Brandi, a sinistra che tempo che fa: "Le sconfitte a Piombino e Cortona segnalano la fine di un’epoca"

. Inserito in Speciale Elezioni 2019

Ospitiamo le riflessioni di Paolo Brandi. L'ex sindaco di Castiglion Fiorentino offre un'ampia analisi critica sullo stato di salute del centro sinistra toscano e aretino: "Si perde tempo a discutere di segreterie, più o meno unitarie, mentre intorno fioccano botte da orbi"

"Io sono quello che, secondo alcuni, non avrebbe diritto di parola e invece, essendo una sorta di “paria”, posso sostenere quello che penso senza remore. Ho aspettato un po’ a dire la mia sui risultati delle elezioni per vedere quello che sarebbe successo dalla mia parte. Non è successo quasi niente.

In compenso raccontiamo la favola bella che arrivare secondi è un gran risultato, dimenticandoci  che, nella competizione politica, arrivare secondi  se mancano alleanze e idee è come arrivare ultimi. Eppure siamo contenti perchè il Centrosinistra nei ballottaggi ha preso 112 sindaci mentre 85 sono andati alla destra, uno al Movimento 5 Stelle e 23 alle liste civiche. Se però si guardano i risultati nel loro complesso, si scopre che in realtà la destra guadagna 40 Comuni rispetto al 2014 e il centrosinistra ne perde 41.

Ma perché questa silente mistificazione?

Il silenzio, quando si combina con la paura dell’ignoto, produce sempre effetti nefasti.

L’ultima direzione nazionale è un esempio del “timor panico” che sembra aver catturato il PD. In nome di un’unità fittizia si evita di “voltare pagina”, si rinuncia a “cambiare passo”, non facendo tesoro delle parole di Eusebio di Cesarea: “nello stesso corpo non possano convivere più anime”.

Eh si, è proprio vero, la paura fa novanta.  La paura di perdere rendite di posizione, di rompere equilibri che ormai non reggono alla prova dei fatti perché “i barbari sono alle porte”.  

Basta vedere quello che succede in Toscana, dove si perde tempo a discutere di segreterie, più o meno unitarie, mentre intorno fioccano botte da orbi.

Le sconfitte a Piombino e Cortona, di là dagli aspetti locali, segnalano anche simbolicamente la fine di un’epoca. Da una parte c’era la tradizione operaia dall’altra la memoria delle leghe contadine.
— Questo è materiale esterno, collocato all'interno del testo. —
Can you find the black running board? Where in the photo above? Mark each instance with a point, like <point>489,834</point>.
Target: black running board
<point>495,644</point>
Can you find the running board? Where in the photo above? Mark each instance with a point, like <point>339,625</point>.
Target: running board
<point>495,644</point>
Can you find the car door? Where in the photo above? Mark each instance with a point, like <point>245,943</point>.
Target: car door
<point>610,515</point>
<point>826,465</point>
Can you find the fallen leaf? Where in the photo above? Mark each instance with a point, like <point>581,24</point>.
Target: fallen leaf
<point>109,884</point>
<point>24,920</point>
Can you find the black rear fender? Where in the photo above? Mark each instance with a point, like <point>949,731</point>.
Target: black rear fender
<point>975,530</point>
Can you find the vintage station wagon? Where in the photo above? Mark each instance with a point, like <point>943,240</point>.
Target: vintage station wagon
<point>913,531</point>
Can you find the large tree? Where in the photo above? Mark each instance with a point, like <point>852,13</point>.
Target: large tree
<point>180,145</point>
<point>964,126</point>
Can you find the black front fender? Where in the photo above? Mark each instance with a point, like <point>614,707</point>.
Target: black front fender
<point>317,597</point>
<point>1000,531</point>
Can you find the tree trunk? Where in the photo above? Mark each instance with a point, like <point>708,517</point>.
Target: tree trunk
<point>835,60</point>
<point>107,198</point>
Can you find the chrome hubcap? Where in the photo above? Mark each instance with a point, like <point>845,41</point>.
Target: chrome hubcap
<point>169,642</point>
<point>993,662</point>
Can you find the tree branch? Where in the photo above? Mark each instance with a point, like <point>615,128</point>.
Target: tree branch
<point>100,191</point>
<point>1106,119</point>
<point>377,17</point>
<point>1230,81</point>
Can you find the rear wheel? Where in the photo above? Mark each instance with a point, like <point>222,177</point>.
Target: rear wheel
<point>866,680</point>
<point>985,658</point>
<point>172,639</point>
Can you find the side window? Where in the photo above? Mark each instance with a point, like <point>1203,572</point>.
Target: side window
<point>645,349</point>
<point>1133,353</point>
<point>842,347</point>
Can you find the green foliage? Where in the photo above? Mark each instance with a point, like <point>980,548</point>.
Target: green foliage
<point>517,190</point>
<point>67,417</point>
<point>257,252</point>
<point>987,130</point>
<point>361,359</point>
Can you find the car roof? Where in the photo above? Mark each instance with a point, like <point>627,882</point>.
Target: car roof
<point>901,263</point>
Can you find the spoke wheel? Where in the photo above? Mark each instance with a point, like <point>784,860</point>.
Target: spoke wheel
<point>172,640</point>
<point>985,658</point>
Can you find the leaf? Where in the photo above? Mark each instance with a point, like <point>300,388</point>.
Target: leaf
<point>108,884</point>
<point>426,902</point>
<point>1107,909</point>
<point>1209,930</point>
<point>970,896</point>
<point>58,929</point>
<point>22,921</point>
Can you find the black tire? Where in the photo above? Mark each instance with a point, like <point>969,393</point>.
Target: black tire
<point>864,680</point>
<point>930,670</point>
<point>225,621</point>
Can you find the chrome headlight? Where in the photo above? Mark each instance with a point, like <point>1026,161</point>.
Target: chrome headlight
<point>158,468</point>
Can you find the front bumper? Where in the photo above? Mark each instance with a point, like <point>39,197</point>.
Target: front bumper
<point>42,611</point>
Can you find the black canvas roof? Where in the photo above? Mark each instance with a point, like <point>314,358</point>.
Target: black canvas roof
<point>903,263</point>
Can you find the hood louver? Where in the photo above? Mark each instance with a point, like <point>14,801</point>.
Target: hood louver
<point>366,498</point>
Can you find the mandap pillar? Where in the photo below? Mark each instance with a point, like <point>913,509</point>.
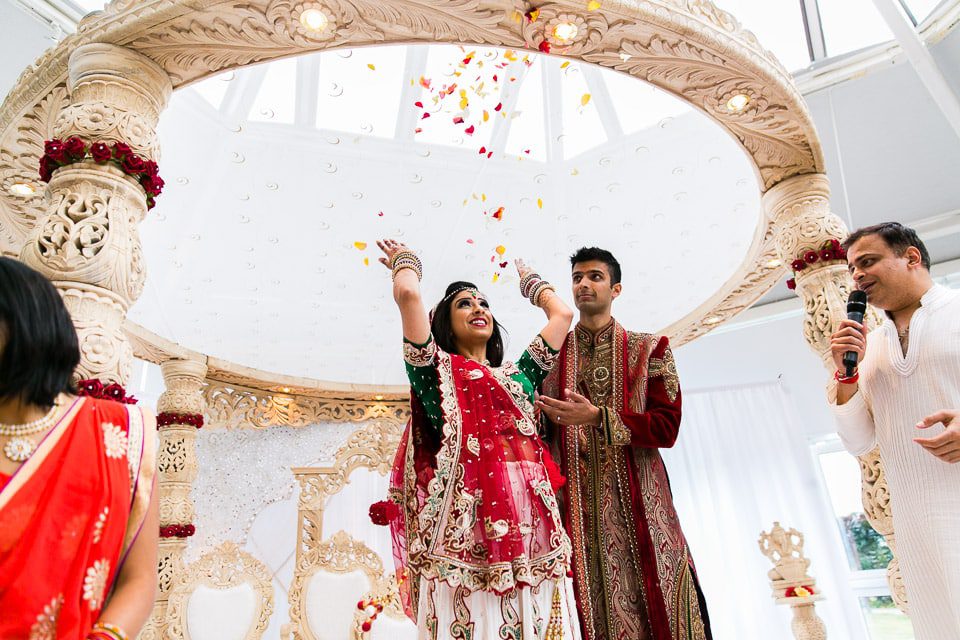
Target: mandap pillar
<point>87,243</point>
<point>180,413</point>
<point>808,234</point>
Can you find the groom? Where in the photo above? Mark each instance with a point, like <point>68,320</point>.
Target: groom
<point>613,400</point>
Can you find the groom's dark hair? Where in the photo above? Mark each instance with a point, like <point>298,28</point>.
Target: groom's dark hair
<point>586,254</point>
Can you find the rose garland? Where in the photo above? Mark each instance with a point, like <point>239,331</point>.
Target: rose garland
<point>94,388</point>
<point>832,251</point>
<point>57,153</point>
<point>177,531</point>
<point>166,419</point>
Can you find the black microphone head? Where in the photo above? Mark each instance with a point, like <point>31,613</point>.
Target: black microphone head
<point>857,302</point>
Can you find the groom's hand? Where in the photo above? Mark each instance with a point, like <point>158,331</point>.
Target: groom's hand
<point>576,410</point>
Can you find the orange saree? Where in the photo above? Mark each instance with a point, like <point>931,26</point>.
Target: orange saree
<point>68,517</point>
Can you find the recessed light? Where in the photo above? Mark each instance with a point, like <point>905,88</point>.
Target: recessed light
<point>314,20</point>
<point>565,32</point>
<point>738,103</point>
<point>22,189</point>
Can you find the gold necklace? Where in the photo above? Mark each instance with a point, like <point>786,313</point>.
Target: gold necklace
<point>20,447</point>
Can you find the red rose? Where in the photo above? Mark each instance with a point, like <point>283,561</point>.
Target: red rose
<point>55,151</point>
<point>114,392</point>
<point>151,169</point>
<point>121,150</point>
<point>383,512</point>
<point>133,164</point>
<point>91,387</point>
<point>100,152</point>
<point>75,149</point>
<point>152,185</point>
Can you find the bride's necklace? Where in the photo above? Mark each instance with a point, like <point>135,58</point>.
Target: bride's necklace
<point>20,446</point>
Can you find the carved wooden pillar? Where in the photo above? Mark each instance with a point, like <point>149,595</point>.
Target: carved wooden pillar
<point>800,209</point>
<point>177,462</point>
<point>87,243</point>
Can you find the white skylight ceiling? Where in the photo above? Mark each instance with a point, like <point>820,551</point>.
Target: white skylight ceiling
<point>282,176</point>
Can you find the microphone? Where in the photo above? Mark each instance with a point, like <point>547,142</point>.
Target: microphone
<point>856,308</point>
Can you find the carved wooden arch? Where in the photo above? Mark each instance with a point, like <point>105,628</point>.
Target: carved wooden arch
<point>689,48</point>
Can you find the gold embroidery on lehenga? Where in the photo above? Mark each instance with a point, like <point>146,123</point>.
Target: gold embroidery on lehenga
<point>45,628</point>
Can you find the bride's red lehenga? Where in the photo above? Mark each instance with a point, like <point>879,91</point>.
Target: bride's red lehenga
<point>480,544</point>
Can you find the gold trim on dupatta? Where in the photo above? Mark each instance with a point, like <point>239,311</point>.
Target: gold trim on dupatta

Stop, finito.

Non è nascondendo la polvere sotto il tappeto che si risolvono i problemi.  Almeno nella nostra provincia, dopo Cortona e tanti altri comuni persi, mi sarei aspettato un sussulto e invece si ragiona di assetti interni mentre la destra dalle mille maschere macina consensi.

Masse di elettori che votavano a sinistra oggi votano la Lega, con un salto politico scioccante per dimensioni e qualità. Che cosa è successo? In cosa abbiamo fallito? Perché non siamo credibili? Forse perchè abbiamo perso il coraggio, perché non abbiamo più la voglia di tirarci su le maniche e preferiamo un convegno di professoroni (che guadagnano decine di migliaia di euro al mese)  al parlare con la gente comune delle file di attesa, dello stipendio che non basta, della incertezza del futuro.

Ci vuole l’umiltà di riconoscere laddove abbiamo sbagliato. Per esempio io credo che in certi risultati negativi abbia pesato una politica regionale centralistica, quella delle aree vaste e della lontananza dai territori.  Accanto a questo l’incapacità a capire il cambiamento, il vento che gonfiava le vele della Lega sull’immigrazione, che soffiava sulle difficoltà economiche di tante famiglie, che trasformava in rabbia i problemi delle piccole e medie imprese lasciate sole ad affrontare la crisi.  Non si spiegherebbe altrimenti il perché anche ad Arezzo la Lega abbia sfondato attirando tanti elettori di sinistra. Tuttavia si preferisce non ragionare di questi temi e su questi argomenti reimpostare le politiche locali del PD.

Io sono contento per Firenze e Livorno ma non me ne faccio niente di un partito che vince nelle grandi città e poi perde nel paese.  E continuare a pensare che un’intesa rattoppata tra tante anime (alla faccia di Eusebio di Cesarea), risolva la situazione è come pretendere di guidare una macchina con le ruote quadrate. Se qualcuno riesce a convincermi del contrario sarò un uomo felice".